I haven’t done much writing in the last few weeks but, no worries, I've had lots of excuses. There was an extra week of Halloween to prepare for then we had to quickly turn around and prepare for Thanksgiving. We hosted several events at our house over the last few weeks – so lots of pre and post party clean up. I've had to be at the school for various functions for my preschooler, kindergartner, and second grader. And there were kids birthday parties to buy presents for and to attend. There was the perpetual cycle of laundry, and grocery shopping, and cooking meals, and doing dishes. Now, of course, there’s the Christmas decorating and shopping and cooking. It just all seems so mundane sometimes, like a big waste of time.

I can’t help but feel like I’m just spinning my wheels. We all have 168 hours per week to spend our time, how do we spend it effectively? What defines spending it effectively? If my house is clean, has my time been spent effectively? What about the reverse?

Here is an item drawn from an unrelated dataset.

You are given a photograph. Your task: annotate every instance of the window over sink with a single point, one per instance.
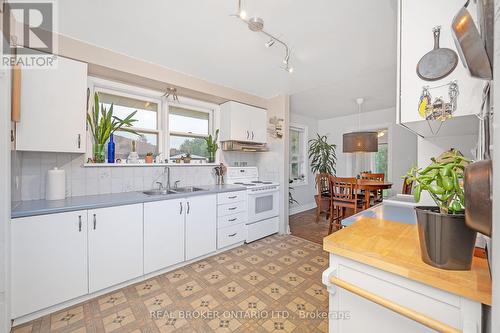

I know that many days I don’t spend my time wisely. Hence an entire blog devoted to the subject! But, really, what is spending my time wisely? If today I sit down and write for several hours while my children play with real, non-electronic, toys this is a good use of time, right? But my husband may come home to find lunch dishes still on the table, a load of laundry mildewing in the washing machine, unmade beds – you get the picture – and he certainly would not agree that my time was spent wisely today. If I was a paid writer, perhaps. Therefore, does being paid for something mean that it is not a waste of time? What if you hate your job? What if your real passion was your hobby? What if you have no passion, is your entire life a waste of time?

I know I am not the first person in the history of the modern world to ask these questions. Is even asking these questions just be a big waste of time? Love to hear some comments on the subject!

Meanwhile, I've written a blog entry for the week. Check that off my to-do list (waste of time or not, it is done!). Now, off to clean the kitchen. Again. And, just for fun, here's a picture of the mess of a kitchen I am sitting in as I write this entry. Notice the lunch dishes still on the table at 2 pm. My three year old is making a can tower precariously close to my laptop (who is going to clean up this can tower?). A pile of papers sits on the counter behind him. Dishes are stacked next to the sink along with recycling to be taken out. Oh, but notice the count-down to Christmas chain that my daughter and I made together. Yay me.